(Not So) Great Expectations

(Not So) Great Expectations

"My answer or edict to the industry is, “Stop lowering the bar so low just so you can jump over it”. Our industry service providers are by and large filled with pre-adolescent expectations."

I learned most of how to conduct business by being a family man. I learned what it means to have a relationship from my wife. No kidding. She taught me about the need to listen, to care, to give energy into a relationship. In short, she taught me how to be a good partner and I like to think that all of this has translated into my business relationships.

From being a father to my three sons, I learned many important lessons. I probably learned more from them than they did from me. But one of the things I did teach them was to raise their bar of expectations. What do I mean?

All my boys wanted to set the bar so low that success to jump over that bar was guaranteed. It is natural for children to get hooked on that exalted feeling of success and “failure” is not always easy to take. But my job as a Father was to push them to jump higher than they thought they could ever jump.

In short, I tried not to let them settle for feeling great about jumping over a bar set so low that anybody could simply step over.

My kids have grown, but I find myself doing the same thing for the online industry. Think about this. Click-Thru-rates for display banners hover about 3 inches off the ground…around .1% at last tally. So if you get results of .2%, some service provider will rush in to tell you that are twice the average and that is GREAT.

My answer or edict to the industry is, “Stop lowering the bar so low just so you can jump over it”. Our industry service providers are by and large filled with pre-adolescent expectations.

And for all of the pre-pubescent Big Data providers, get real. You cannot predict your way out of a paper bag and if the “magic algorithm” gets 4X the average CTR, that is still failing 99.6% of the time to predict the click. Failing 99.6% of the time is just one example of victimizing an industry with low expectations.

So, a good question to ask is; if results are so mediocre for Big Data initiatives, display banner placement or SEO, how is it that these initiatives garner so much attention? The answer goes way beyond the simple answer of providers being frauds. Nobel Prize winner Daniel Kahneman pointed the way in his book, Thinking Fast and Slow.

 

Kahneman coined the term “theory-induced blindness.” Rather than me explaining what that is, here is a Kahneman quote that explains it:

   Theory-induced blindness: once you have accepted a theory and used it

   as a tool in your thinking, it is extraordinarily difficult to notice its flaws.

   If you come upon an observation that does not seem to fit the model,

   you assume that there must be a perfectly good explanation that you

   are somehow missing. You give the theory the benefit of the doubt,

   trusting the community of experts who have accepted it.
   --Daniel Kahneman Thinking Fast and Slow

 

Kahneman tried to identify how groups or communities could agree on something and be so wrong. He is not alone in trying to understand collective delusion. Thomas Kuhn was a philosopher of science and he wrote about this same phenomenon as it pertained to the most “objective” of all pursuits; science.

 

   Observation and experience can and must drastically restrict the

   range of admissible scientific belief, else there would be no science.

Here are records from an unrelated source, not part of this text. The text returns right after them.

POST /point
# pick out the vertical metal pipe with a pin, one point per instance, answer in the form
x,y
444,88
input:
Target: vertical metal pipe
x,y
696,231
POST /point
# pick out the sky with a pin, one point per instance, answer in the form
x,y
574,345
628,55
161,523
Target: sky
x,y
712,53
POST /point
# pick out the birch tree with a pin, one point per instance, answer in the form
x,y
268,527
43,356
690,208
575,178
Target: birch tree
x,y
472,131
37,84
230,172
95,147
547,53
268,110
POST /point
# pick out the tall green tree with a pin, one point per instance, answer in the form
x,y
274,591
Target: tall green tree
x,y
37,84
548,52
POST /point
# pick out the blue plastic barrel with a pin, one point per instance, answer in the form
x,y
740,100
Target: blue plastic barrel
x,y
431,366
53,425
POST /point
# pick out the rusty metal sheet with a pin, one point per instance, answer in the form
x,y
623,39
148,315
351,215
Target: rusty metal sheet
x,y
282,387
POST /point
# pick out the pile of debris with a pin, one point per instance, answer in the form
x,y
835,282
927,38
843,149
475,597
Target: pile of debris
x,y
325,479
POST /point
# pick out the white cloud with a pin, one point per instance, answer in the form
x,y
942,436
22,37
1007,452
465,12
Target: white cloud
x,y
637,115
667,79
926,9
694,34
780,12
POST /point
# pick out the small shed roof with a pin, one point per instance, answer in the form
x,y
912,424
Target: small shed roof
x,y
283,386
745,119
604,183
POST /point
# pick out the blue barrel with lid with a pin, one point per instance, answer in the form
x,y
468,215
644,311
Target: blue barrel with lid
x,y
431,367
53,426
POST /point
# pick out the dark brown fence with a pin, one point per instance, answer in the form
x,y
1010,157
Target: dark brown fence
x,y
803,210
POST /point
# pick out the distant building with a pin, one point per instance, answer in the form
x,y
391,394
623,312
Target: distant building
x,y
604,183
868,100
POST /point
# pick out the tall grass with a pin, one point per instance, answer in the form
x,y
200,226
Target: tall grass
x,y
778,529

   But they cannot alone determine a particular body of such belief.

   An apparently arbitrary element, compounded of personal and

   historical accident, is always a formative ingredient of the beliefs

   espoused by a given scientific (also marketing) community at a

   given time.

   --Thomas Kuhn, The Structure of Scientific Revolutions

 

Yes, even hard science is filled with people buying in to the most absurd propositions. George Washington reportedly died from being bled…a practice that hung around for 400 years even after being proven to cause more harm than good!

 

I am not suggesting that marketers should not test Big Data, small data, retargeting, buying ad words, or any other notion. I am squarely saying that marketers should not allow service providers to set the bar of expectations. You need to do that and hold THEM accountable.

 

It takes a tremendous effort not to buy in to groupthink. But if you want to succeed, that is exactly what you need to do.

 

Pip in Dickens’ novel raised his level of expectations to become successful. Our present industry participates in a race to the bottom and creates the illusion of success. We refuse to accept the tyranny of low expectations. To the online digerati I say, we’ve upped our expectations, now up yours!